Lebih lanjut, Arjuna mengangkat contoh kasus mencengangkan dari Kabupaten Lahat, Sumatera Selatan, di mana 20 kepala desa terseret Operasi Tangkap Tangan (OTT) karena menyetorkan dana Rp 7 juta per desa dalam program yang akhirnya bermasalah secara hukum.
“Ini jadi pelajaran penting. Jangan sampai pola-pola seperti ini terjadi di Pohuwato,” tegas eks Kepala Seksi Pidana Khusus Kejari Bengkalis memperingatkan.

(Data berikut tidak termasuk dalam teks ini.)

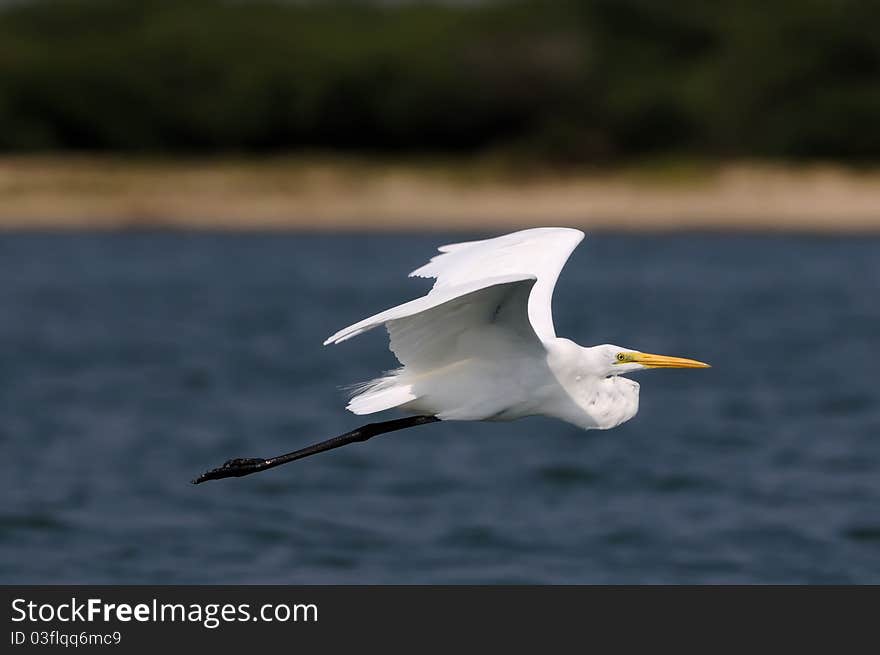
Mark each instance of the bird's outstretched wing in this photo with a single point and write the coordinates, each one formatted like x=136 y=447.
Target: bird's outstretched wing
x=539 y=252
x=449 y=299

Edukasi Bukan Sekadar Formalitas
Kejaksaan Negeri Pohuwato saat ini menerapkan pendekatan ganda: penegakan hukum dan edukasi preventif. CRA menjadi bagian dari strategi sistematis untuk memberi pemahaman kepada aparatur desa agar lebih berhati-hati dalam mengelola keuangan dan wewenang.

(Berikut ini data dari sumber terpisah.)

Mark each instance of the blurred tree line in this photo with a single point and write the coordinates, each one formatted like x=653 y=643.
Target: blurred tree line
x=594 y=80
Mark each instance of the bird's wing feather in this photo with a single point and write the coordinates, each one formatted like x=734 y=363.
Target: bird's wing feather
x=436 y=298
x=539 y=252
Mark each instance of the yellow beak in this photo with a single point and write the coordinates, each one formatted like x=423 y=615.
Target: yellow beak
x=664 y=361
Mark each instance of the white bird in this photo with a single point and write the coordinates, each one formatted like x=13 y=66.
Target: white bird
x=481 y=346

“Pencegahan korupsi bukan cuma soal hukum, tapi juga soal etika dan kesadaran moral,” ucap Kajari.
Ia menegaskan bahwa penyuluhan ini bukan sekadar formalitas, tetapi bagian dari komitmen kejaksaan untuk mendorong desa yang bersih, transparan, dan akuntabel.
Mengakhiri penyuluhannya, Kajari Pohuwato memberi pesan yang lugas dan tegas. “Jika semua didasari dengan itikad baik dalam membangun, maka semua akan baik hasilnya. Ketidaktahuan terhadap hukum tidak bisa menjadi alasan pemaaf maupun pembenar,” tegasnya.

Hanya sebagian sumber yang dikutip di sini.